The TPSPLINE Procedure

Computational Formulas

Subsections:

Confidence Intervals
Smoothing Parameter

The theoretical foundations for the thin-plate smoothing spline are described in Duchon (1976, 1977) and Meinguet (1979). Further results and applications are given in: Wahba and Wendelberger (1980); Hutchinson and Bischof (1983); Seaman and Hutchinson (1985).
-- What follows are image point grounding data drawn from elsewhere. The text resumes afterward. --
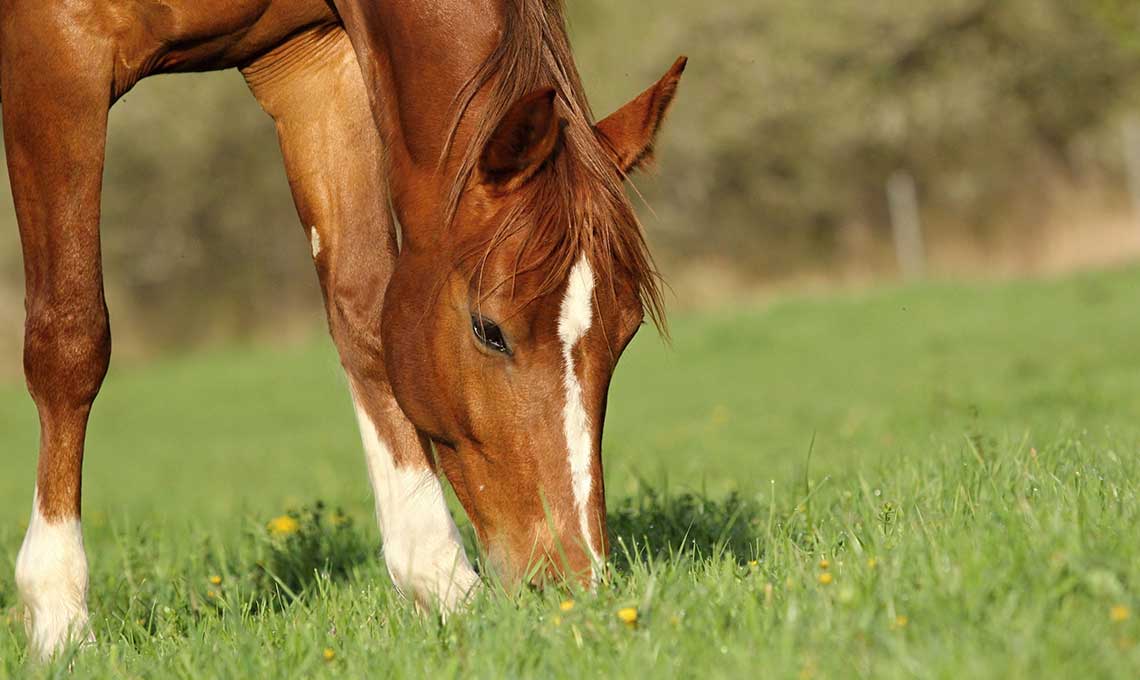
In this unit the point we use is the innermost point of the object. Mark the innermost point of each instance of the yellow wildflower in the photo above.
(283, 526)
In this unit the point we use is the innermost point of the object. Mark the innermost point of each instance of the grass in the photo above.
(969, 506)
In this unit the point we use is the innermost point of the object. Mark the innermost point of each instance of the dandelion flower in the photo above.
(283, 526)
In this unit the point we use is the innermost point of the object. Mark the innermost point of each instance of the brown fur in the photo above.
(380, 107)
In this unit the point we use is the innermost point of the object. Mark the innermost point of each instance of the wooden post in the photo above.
(1131, 135)
(905, 224)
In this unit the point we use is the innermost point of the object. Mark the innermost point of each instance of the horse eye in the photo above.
(489, 334)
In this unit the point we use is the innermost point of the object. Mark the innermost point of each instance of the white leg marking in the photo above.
(315, 239)
(575, 318)
(422, 545)
(51, 579)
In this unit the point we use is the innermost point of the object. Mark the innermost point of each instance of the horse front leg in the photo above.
(56, 87)
(334, 160)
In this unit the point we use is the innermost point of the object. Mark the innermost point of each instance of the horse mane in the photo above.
(577, 203)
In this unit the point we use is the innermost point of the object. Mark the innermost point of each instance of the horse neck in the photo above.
(418, 56)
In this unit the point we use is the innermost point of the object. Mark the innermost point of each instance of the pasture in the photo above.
(935, 480)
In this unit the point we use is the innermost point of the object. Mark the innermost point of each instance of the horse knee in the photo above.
(66, 348)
Suppose that $\mathcal{H}_ m$ is a space of functions whose partial derivatives of total order m are in $L_2(E^ d)$ , where $E^ d$ is the domain of $\mb{x}$ .
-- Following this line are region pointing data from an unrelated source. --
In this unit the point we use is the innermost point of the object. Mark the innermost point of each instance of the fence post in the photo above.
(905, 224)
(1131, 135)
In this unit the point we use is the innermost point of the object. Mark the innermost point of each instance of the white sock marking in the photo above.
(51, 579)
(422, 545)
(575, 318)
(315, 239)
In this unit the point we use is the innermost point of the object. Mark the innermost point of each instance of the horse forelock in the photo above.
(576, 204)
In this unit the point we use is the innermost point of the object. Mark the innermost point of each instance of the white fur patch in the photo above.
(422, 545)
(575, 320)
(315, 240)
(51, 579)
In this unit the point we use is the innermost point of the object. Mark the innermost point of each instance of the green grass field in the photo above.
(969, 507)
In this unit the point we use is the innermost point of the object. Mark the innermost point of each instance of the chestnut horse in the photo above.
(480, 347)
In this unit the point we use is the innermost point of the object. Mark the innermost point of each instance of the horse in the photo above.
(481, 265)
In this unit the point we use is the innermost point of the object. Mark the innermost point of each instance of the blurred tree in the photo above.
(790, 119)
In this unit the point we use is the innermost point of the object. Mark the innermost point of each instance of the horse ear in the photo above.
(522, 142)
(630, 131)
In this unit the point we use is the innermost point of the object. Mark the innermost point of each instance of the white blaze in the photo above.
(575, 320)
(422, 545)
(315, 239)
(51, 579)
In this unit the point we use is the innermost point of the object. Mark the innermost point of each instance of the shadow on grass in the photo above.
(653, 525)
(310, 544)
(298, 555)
Now, consider the data model

$y_ i = f(\mb{x}_ i)+\epsilon _ i, i=1, \dots , n$

where $f \in \mathcal{H}_ m$ .

Using the notation from the section Penalized Least Squares Estimation, for a fixed $\lambda$ , estimate f by minimizing the penalized least squares function

$\frac{1}{n} \sum ^ n_{i=1}(y_ i-f({\mb{x}}_ i)-{\mb{z}}_ i{\bbeta })^2 + \lambda J_ m(f)$

$\lambda J_ m(f)$ is the penalty term to enforce smoothness on f. There are several ways to define $J_ m(f)$ . For the thin-plate smoothing spline, with $\mb{x}=(x_1,\dots ,x_ d)$ of dimension d, define $J_ m(f)$ as

$J_ m(f)= \int _{-\infty }^{\infty } \cdots \int _{-\infty }^{\infty } \sum \frac{m!}{\alpha _1!\cdots \alpha _ d !} \left( \begin{array}{c} \frac{\partial ^ m f}{\partial {x_1}^{\alpha _1}\cdots \partial {x_ d}^{\alpha _ d}} \end{array}\right)^2 \mr{d}x_1\cdots \mr{d}x_ d$

where $\sum _ i \alpha _ i=m$ . Under this definition, $J_ m(f)$ gives zero penalty to some functions. The space that is spanned by the set of polynomials that contribute zero penalty is called the polynomial space. The dimension of the polynomial space M is a function of dimension d and order m of the smoothing penalty, $M={m+d-1\choose d}$ .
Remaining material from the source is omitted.